He said that the way people look at marriage has changed. “Love is ‘I guess,’ ” he said. “Yeah, let’s get married I guess and then have kids I guess and then feed them I guess, every day I guess. And then take a trip, if we have the money, I guess.”
As a 20-something, I feel like all I see when I scroll through Facebook these days is that someone else is engaged. Someone else has made that arbitrary promise to be together for the next 50-60 years. It’s a wild thought. This isn’t just a Facebook status or an “I guess” next step. It’s a lifelong commitment.
Like many people around me, I’ve thought marriage is always the next step after all the safe steps have taken place. Post-secondary education is finished, secure job is obtained, you’ve done all the soul searching and world travelling that you want, and I guess the next step is to settle down.
My experience threw my expectations wildly out of the park. My now-fiancé and I travelled to Europe last summer and on a sweaty Roman day, after a four-hour Vatican tour, he got down on one knee in St. Peter’s Square and proposed. I was actually shocked. The first words that came out of my mouth was, “Are you sure?!” Chris still had a year or two of university left, I was still working part-time in a coffee shop and there were so many uncertainties.
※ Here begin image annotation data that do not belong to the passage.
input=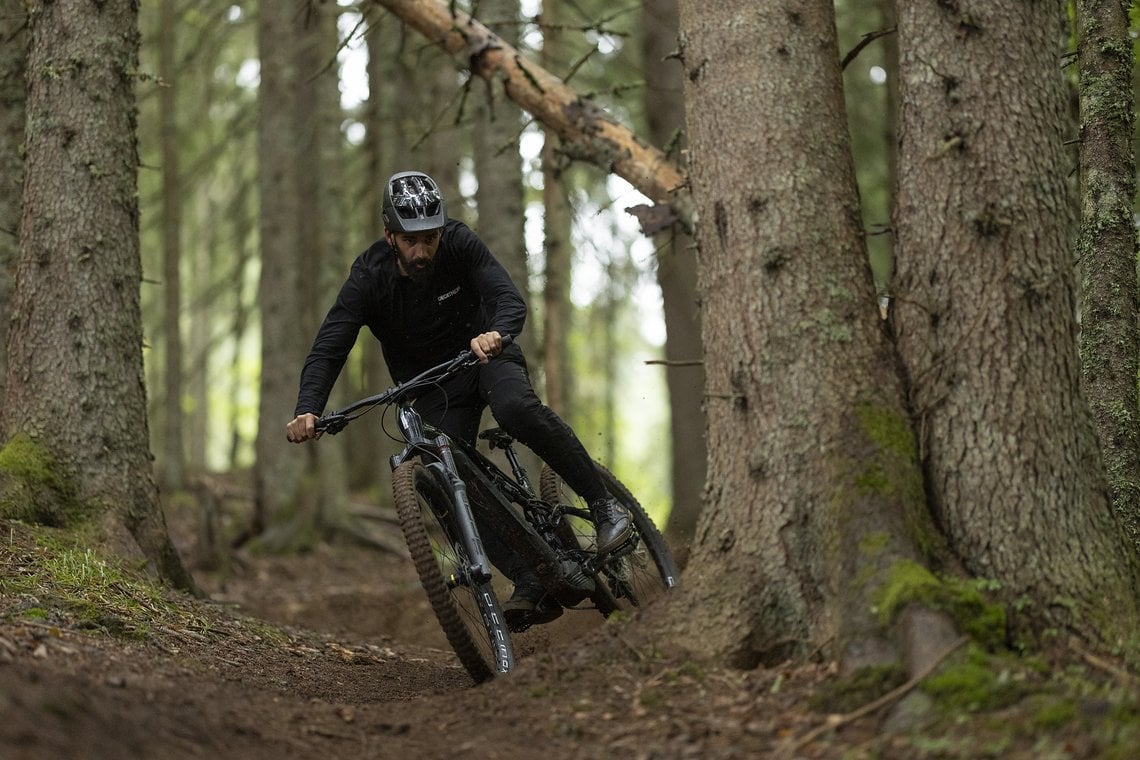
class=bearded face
[384,229,440,283]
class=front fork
[391,407,491,586]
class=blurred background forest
[127,0,934,556]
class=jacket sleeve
[293,265,365,416]
[458,221,527,337]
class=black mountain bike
[317,337,678,683]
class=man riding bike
[286,171,633,627]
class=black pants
[415,344,609,580]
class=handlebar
[316,335,514,435]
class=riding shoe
[503,577,562,634]
[589,497,634,556]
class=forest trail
[0,510,1126,760]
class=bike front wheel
[392,461,515,683]
[539,463,679,616]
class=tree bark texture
[893,0,1137,643]
[642,0,708,555]
[376,0,692,224]
[542,0,573,419]
[0,0,193,588]
[0,0,27,399]
[1076,0,1140,548]
[158,0,186,490]
[674,0,931,667]
[253,0,316,532]
[473,0,526,348]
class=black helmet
[381,172,447,232]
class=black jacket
[295,220,527,415]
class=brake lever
[316,412,351,435]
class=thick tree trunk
[0,0,27,399]
[642,0,708,554]
[894,0,1138,644]
[1077,0,1140,548]
[158,0,186,490]
[670,0,934,667]
[0,0,193,588]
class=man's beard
[405,260,435,283]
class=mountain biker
[286,171,633,626]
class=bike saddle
[479,427,514,449]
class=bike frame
[317,336,593,590]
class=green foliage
[0,524,169,638]
[922,646,1027,712]
[0,433,87,528]
[876,561,1005,649]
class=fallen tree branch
[781,636,970,757]
[375,0,693,234]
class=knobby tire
[392,461,515,684]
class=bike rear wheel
[539,463,679,616]
[392,461,514,683]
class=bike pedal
[605,534,637,559]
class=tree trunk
[473,0,524,348]
[0,0,193,588]
[351,13,400,498]
[542,0,573,419]
[0,0,27,399]
[642,0,707,551]
[669,0,936,668]
[1077,0,1140,548]
[893,0,1138,644]
[253,0,312,532]
[158,0,186,490]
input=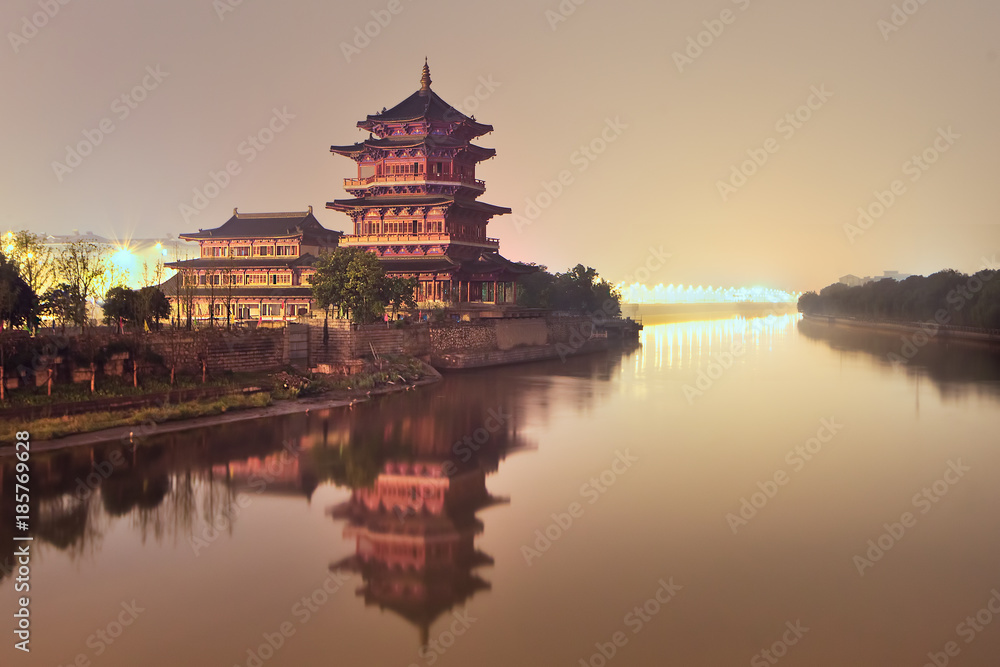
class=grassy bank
[0,392,271,442]
[0,356,433,445]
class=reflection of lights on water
[617,283,800,304]
[635,313,799,372]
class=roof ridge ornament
[420,56,431,95]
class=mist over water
[0,314,1000,667]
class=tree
[104,286,170,331]
[135,286,170,331]
[0,253,38,330]
[0,253,38,400]
[56,241,108,326]
[41,283,84,333]
[205,269,219,329]
[382,277,417,319]
[517,265,556,308]
[517,264,621,315]
[222,257,240,331]
[104,286,136,333]
[10,230,56,294]
[309,248,400,324]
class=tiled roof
[181,206,342,245]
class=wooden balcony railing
[344,173,486,190]
[340,232,500,248]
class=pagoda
[326,60,535,305]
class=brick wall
[144,329,288,372]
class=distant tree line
[799,270,1000,329]
[517,264,621,316]
[310,247,417,324]
[0,231,169,331]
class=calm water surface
[0,316,1000,667]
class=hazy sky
[0,0,1000,290]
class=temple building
[327,62,536,305]
[161,206,342,322]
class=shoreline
[0,364,441,459]
[802,313,1000,348]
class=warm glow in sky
[0,0,1000,292]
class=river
[0,315,1000,667]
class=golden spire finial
[420,56,431,92]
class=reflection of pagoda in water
[330,460,506,644]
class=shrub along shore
[0,357,440,451]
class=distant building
[161,206,341,322]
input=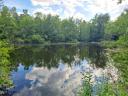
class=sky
[5,0,128,20]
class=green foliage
[0,41,12,87]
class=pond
[1,44,116,96]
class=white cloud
[31,0,128,20]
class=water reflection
[11,44,106,69]
[11,44,107,96]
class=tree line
[0,6,109,43]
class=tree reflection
[10,44,107,69]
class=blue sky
[5,0,128,20]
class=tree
[90,14,109,41]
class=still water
[10,44,107,96]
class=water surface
[10,44,107,96]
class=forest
[0,0,128,96]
We had chatted about the idea of getting engaged in a couple of years or so. We knew we loved each other and were beyond confident in spending our lives together. Still, I did not think my post-grad trip to Europe would turn me into a fiancée and then into someone’s wife next year!
So, we’ve spent a lot of the past year preparing ourselves emotionally, mentally and spiritually for our big day in September 2019. This isn’t just our “I guess” next step. It’s been a season of discernment and testing for the rest of our lives.
A friend once told me that I’m spending a long time in the worst time of my relationship. Being engaged is tough. It’s easy to lose yourself in the planning of one big day. It’s important to remember that we also need to plan for our marriage. There are 50-60 years ahead of us to plan for as well.
If you don’t take time to see the big picture, to imagine what your life will be like in 30 years when you’re starting to turn grey, to know that your new purpose in life is to help the other obtain Heaven, then marriage does become an “I guess” situation. It can become a next step that you should maybe do because everyone on Facebook is doing it. It sometimes becomes a sign of status for how big your wedding can be. This is everything that we are currently working against.
It’s tricky to be getting married in this time and in our society. Please, readers, keep us and all other engaged couples in your prayers, that we may be ready to help one another obtain Heaven through this beautiful gift that is marriage.
(Lafantaisie, 24, is a freelance photographer in Winnipeg, Man.)